Table 2 shows the final results for the validation and independent test sets for different classification tasks. The values represent the averages over the 10 validation experiments. We used three metrics for evaluating the models: F1 measure, Mathews Correlation Coefficient (MCC), and Balanced Accuracy (BA).

From the results in Table 2, we can see that the predictive models in the classification tasks for non-allosteric inhibitors always showed high accuracy. The F1 measure was between 0.94 and 0.98 showing a high ability in identifying the positive classes which were types I and II, in non-allosteric tasks. For $\text {CT}_{II-I\frac{1}{2}}$, the F1 value was 0.65, considering the few number of samples in the positive class (type A), this value denotes a promising prediction, although less than other CTs. BA values were always over 75%, with the highest value achieved by the model for $\text {CT}_{II-I\frac{1}{2}}$: 97%. Models for all tasks performed well and without being biased to the majority class despite the imbalance in training data. MCC values were the most important as it has high confidence in imbalanced models validation. The values for MCC were between 0.67 and 0.92 showing a high predictive ability for the models in all tasks for both classes. The average confusion matrix shows few number of misclassified items. The highest rate of misclassification had the relative ratio of 5.3% in $\text {CT}_{I-II}$. CTs that contained the data samples of type I$\frac{1}{2}$ inhibitors achieved the highest accuracies in all metrics, suggesting that type I$\frac{1}{2}$ as being easier to identify. The results for the (80–20%) splits are shown in the supplementary material (Table S2).

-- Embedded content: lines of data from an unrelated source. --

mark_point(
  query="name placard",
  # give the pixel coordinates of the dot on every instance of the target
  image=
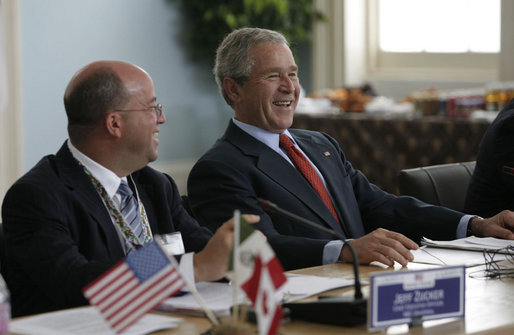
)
(416, 295)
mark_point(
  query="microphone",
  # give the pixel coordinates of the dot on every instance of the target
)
(330, 310)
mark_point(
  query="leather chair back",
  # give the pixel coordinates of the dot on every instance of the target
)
(445, 185)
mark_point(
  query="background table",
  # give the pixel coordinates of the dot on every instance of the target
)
(381, 147)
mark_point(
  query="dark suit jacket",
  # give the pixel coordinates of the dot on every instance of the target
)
(239, 168)
(59, 235)
(491, 188)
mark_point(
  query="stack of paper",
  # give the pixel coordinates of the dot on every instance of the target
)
(218, 296)
(86, 321)
(467, 251)
(472, 243)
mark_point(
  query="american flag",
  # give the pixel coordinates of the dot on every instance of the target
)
(134, 286)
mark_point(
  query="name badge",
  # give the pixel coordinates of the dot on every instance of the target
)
(171, 243)
(415, 296)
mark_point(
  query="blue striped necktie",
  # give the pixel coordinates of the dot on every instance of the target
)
(130, 210)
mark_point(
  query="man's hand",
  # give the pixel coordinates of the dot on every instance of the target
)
(383, 246)
(211, 263)
(501, 226)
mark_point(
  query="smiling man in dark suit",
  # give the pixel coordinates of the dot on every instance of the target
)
(66, 222)
(258, 77)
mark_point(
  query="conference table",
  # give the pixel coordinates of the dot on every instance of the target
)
(489, 307)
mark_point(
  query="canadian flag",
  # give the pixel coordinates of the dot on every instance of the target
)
(261, 276)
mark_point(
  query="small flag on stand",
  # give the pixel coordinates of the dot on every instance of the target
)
(134, 286)
(261, 276)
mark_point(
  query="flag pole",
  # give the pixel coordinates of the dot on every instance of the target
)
(235, 265)
(210, 315)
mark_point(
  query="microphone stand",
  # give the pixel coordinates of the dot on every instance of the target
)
(330, 310)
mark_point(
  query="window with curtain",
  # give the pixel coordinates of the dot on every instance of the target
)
(437, 38)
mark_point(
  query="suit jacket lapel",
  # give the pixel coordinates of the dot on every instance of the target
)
(77, 181)
(282, 172)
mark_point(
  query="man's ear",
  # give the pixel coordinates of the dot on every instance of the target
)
(232, 88)
(113, 123)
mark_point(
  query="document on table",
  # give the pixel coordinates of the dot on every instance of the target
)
(218, 296)
(448, 257)
(472, 243)
(86, 321)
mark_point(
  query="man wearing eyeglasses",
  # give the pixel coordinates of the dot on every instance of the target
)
(66, 221)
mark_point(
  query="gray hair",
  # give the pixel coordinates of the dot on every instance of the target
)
(233, 54)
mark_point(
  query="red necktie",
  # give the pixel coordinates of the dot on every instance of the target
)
(305, 167)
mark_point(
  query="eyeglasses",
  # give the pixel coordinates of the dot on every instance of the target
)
(157, 109)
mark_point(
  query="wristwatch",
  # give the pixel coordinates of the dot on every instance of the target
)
(469, 232)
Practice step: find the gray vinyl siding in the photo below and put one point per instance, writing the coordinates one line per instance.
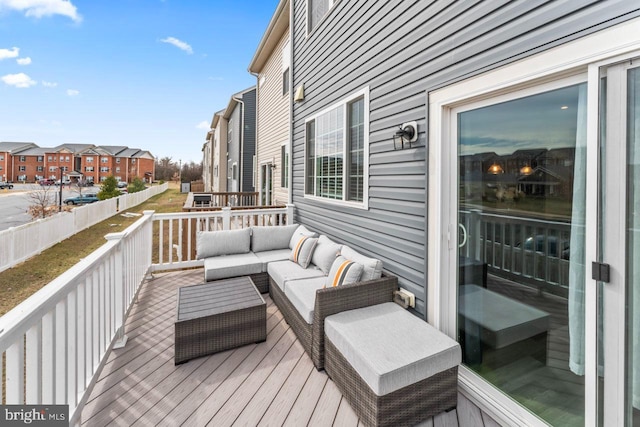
(234, 146)
(249, 143)
(402, 50)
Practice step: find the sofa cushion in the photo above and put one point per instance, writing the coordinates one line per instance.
(325, 253)
(389, 347)
(225, 266)
(302, 295)
(269, 238)
(372, 266)
(303, 251)
(343, 272)
(283, 271)
(227, 242)
(300, 231)
(270, 256)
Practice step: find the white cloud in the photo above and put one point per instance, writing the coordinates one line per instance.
(177, 43)
(20, 80)
(40, 8)
(9, 53)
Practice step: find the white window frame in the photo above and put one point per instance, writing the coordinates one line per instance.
(364, 93)
(308, 16)
(580, 56)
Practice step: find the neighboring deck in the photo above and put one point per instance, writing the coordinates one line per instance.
(271, 383)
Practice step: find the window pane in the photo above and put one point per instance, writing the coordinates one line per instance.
(317, 10)
(356, 151)
(311, 157)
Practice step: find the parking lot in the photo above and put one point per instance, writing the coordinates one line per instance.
(14, 203)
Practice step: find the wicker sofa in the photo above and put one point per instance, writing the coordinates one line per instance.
(300, 291)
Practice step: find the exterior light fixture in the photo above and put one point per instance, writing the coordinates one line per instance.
(406, 133)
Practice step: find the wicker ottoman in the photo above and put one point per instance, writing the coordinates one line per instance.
(218, 316)
(393, 368)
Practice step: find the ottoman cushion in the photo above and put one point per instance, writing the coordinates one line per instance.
(389, 347)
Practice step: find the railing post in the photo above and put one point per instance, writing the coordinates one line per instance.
(226, 218)
(290, 207)
(119, 306)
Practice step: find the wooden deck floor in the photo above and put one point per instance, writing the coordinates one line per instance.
(270, 383)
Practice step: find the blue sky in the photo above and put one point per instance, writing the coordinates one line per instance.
(147, 74)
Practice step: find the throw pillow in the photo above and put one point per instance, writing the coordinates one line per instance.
(303, 251)
(344, 272)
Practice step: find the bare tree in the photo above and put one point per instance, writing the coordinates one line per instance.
(43, 202)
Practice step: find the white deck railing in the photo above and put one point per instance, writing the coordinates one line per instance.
(175, 246)
(56, 341)
(18, 244)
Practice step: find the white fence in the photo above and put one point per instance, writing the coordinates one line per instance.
(56, 341)
(176, 242)
(18, 244)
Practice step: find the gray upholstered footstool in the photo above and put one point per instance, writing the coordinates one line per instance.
(393, 368)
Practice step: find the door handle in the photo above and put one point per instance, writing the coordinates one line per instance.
(600, 272)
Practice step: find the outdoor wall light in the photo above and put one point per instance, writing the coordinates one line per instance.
(406, 133)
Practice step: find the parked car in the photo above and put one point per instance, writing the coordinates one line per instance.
(81, 200)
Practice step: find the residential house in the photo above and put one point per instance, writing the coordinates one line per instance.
(271, 64)
(240, 118)
(9, 170)
(218, 144)
(390, 96)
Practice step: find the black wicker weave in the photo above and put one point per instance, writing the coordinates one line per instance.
(407, 406)
(218, 316)
(331, 301)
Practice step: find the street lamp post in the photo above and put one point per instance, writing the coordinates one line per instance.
(60, 198)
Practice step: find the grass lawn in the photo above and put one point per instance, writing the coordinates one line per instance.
(21, 281)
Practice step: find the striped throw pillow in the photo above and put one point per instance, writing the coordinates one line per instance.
(303, 250)
(344, 272)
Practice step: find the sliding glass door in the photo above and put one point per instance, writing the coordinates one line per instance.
(520, 265)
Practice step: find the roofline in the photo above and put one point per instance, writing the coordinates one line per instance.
(226, 114)
(272, 35)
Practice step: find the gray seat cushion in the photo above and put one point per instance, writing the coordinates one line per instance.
(389, 347)
(283, 271)
(269, 238)
(275, 255)
(302, 295)
(225, 266)
(227, 242)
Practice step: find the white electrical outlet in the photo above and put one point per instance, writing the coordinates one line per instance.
(412, 297)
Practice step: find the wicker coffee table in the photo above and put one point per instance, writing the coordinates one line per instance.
(218, 316)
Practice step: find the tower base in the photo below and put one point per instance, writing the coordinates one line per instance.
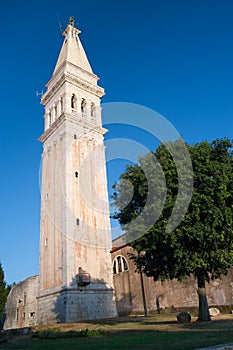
(74, 305)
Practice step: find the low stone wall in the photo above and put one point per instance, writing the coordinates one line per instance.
(21, 305)
(170, 295)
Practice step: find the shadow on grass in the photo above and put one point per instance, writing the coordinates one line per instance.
(138, 333)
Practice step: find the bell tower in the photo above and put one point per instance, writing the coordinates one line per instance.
(76, 280)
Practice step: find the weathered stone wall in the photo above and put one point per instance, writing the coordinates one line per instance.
(21, 304)
(169, 294)
(72, 305)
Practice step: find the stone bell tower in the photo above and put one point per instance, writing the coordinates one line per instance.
(76, 280)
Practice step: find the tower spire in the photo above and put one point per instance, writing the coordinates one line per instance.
(72, 50)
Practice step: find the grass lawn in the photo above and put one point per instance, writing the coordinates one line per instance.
(154, 332)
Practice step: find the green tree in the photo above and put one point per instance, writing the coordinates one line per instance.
(202, 243)
(4, 290)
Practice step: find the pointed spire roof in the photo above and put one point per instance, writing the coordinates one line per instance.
(72, 50)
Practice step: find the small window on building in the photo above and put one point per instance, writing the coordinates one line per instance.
(120, 264)
(50, 119)
(73, 102)
(61, 104)
(92, 110)
(83, 106)
(114, 267)
(55, 111)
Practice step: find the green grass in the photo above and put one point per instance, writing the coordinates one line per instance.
(158, 332)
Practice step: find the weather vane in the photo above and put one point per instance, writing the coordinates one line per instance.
(71, 21)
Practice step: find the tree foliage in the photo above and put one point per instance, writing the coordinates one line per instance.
(202, 243)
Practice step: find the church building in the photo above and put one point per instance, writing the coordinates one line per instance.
(83, 274)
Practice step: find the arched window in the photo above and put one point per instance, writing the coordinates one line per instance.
(61, 104)
(120, 264)
(83, 106)
(73, 102)
(49, 119)
(92, 110)
(55, 111)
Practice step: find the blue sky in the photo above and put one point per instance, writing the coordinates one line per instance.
(174, 56)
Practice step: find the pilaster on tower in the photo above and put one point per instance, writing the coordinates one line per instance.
(76, 279)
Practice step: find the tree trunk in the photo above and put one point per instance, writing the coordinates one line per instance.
(203, 313)
(143, 294)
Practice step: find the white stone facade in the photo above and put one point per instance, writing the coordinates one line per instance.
(75, 280)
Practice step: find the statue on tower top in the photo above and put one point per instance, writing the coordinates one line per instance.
(71, 21)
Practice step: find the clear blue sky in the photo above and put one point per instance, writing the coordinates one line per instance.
(174, 56)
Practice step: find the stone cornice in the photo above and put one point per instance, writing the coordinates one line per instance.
(72, 118)
(68, 77)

We used mainly Support Vector Machines (SVM) for classification. In addition, we tested the performance of different machine learning techniques such as Random Forests (RF), Gradient Boosting (GB), and Linear Regression (LR) models based on the final selected features for different classification tasks. LR results were comparable to SVM and confirming the efficiency of the selected features. In general for all classification tasks, SVM was found to be the best performing classifier as shown in the full results, supplementary material (Table S3).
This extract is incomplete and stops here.